Most labor-intensive products went to China at that time where US$0.50 cents per hour wages attracted production lines. This has significantly changed, as Chinese labor costs have skyrocketed to almost US$3.00 per hour and labor-intensive production has moved to Vietnam, El Salvador and other low cost countries.

And yes, many jobs are coming back home to the U.S. and Mexico, where for example, projects looking for competitive utility costs land on the former and operations in need of low labor costs set foot on the latter. 

Going forward


By having a strong integration with its southern neighbor low-cost advantages, the U.S. is actually keeping at bay an even stronger flow of goods from China and other Asian countries.

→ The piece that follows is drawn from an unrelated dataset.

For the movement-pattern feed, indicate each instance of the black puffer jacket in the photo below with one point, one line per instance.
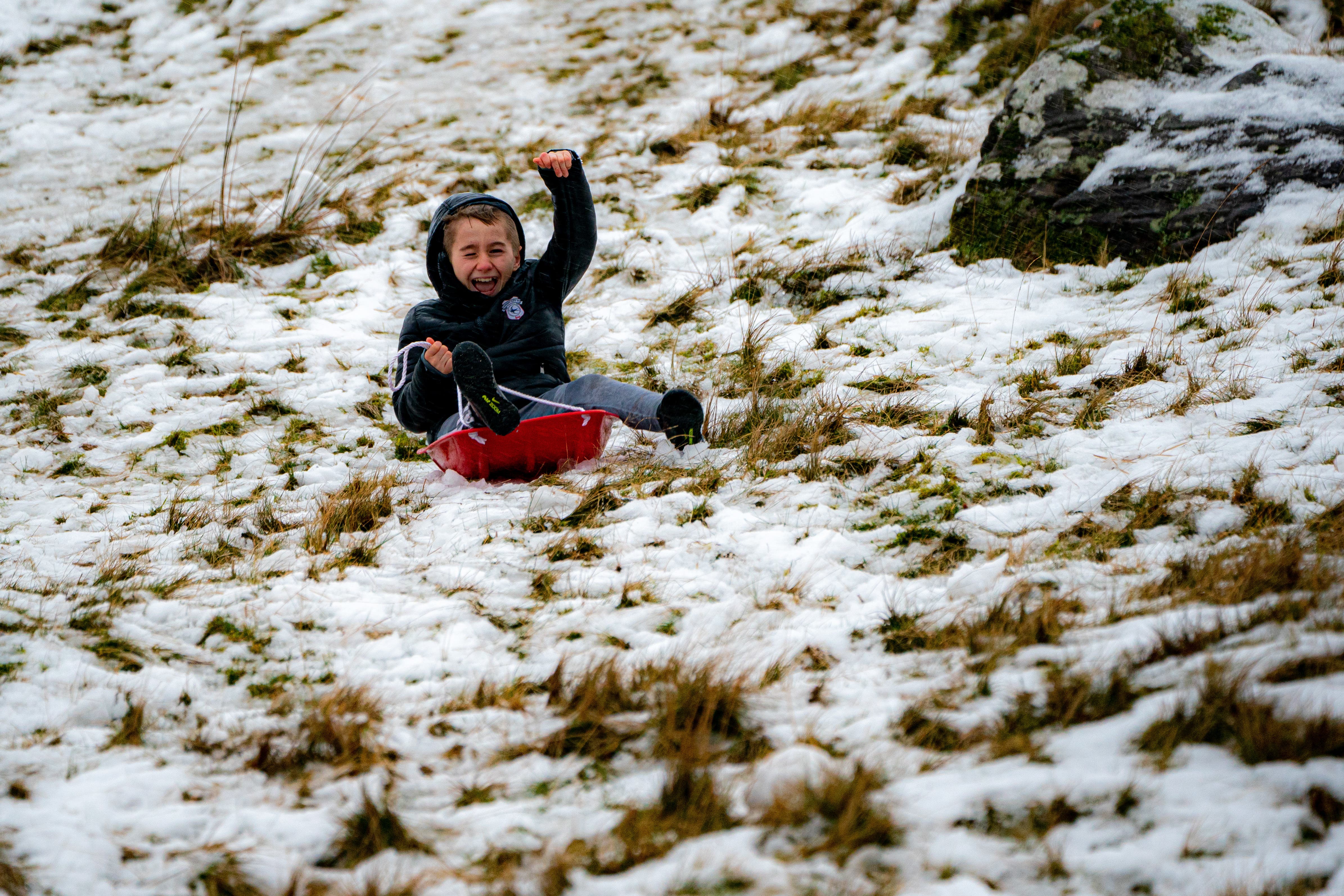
(521, 328)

Those opposing NAFTA do not seem to grasp the inner and complete dynamics of international trade. If they succeed in limiting or scraping NAFTA, they would be doing China a huge favor.

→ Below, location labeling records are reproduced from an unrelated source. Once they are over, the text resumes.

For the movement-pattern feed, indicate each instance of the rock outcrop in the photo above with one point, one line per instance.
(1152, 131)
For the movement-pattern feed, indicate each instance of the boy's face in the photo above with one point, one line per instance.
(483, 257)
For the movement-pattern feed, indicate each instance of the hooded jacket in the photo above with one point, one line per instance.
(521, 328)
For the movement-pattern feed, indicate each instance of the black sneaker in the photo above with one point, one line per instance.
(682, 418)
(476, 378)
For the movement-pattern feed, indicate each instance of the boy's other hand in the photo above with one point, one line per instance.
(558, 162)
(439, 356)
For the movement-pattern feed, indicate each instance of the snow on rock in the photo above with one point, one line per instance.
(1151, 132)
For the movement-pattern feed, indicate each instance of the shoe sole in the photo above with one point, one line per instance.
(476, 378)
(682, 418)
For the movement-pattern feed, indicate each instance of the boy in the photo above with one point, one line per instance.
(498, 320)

But that is unlikely to happen. Even if an extremist anti-trade politician makes it to the White House, there are two very strong armors protecting NAFTA.

One of them is a legislative protection as the Presidents of the U.S. and Mexico, and the Canadian Prime Minister cannot change NAFTA unilaterally, they would need the blessing of their legislators.

And the strongest protective covering for NAFTA is of a business nature: it is of course the deep, integrated supply chains across many industrial sectors. They just make great business sense.
Flextronics, Zapopan Jalisco.
At this stage of the game, the U.S. would be shooting itself not only on the foot but also on the knee if it disrupts the existing international production sharing value chains.

Unfortunately, given the anti-trade feelings in the U.S. other free-trade agreements in the making are going to face a very steep hill.

The trans-Pacific Partnership (TPP), recently signed in February 2016 by the U.S. and 11 Pacific Rim countries, including Mexico and Canada, still has to pass ratification by the congresses of the signatories within the next two years.

And the Transatlantic Trade Agreement and Investment Partnership (TTIP) between the U.S. and the European Union would possibly be set back as well. Although negotiations are underway, it will likely not happen before 2020, if at all.

We expect NAFTA’s life hyphen to survive for many years to come in its present form or an improved version. 

As noted before, bilateral trade of goods and services between the U.S. and Mexico will be over US$700 billion by 2020 to represent the largest bilateral economic relationship in human history.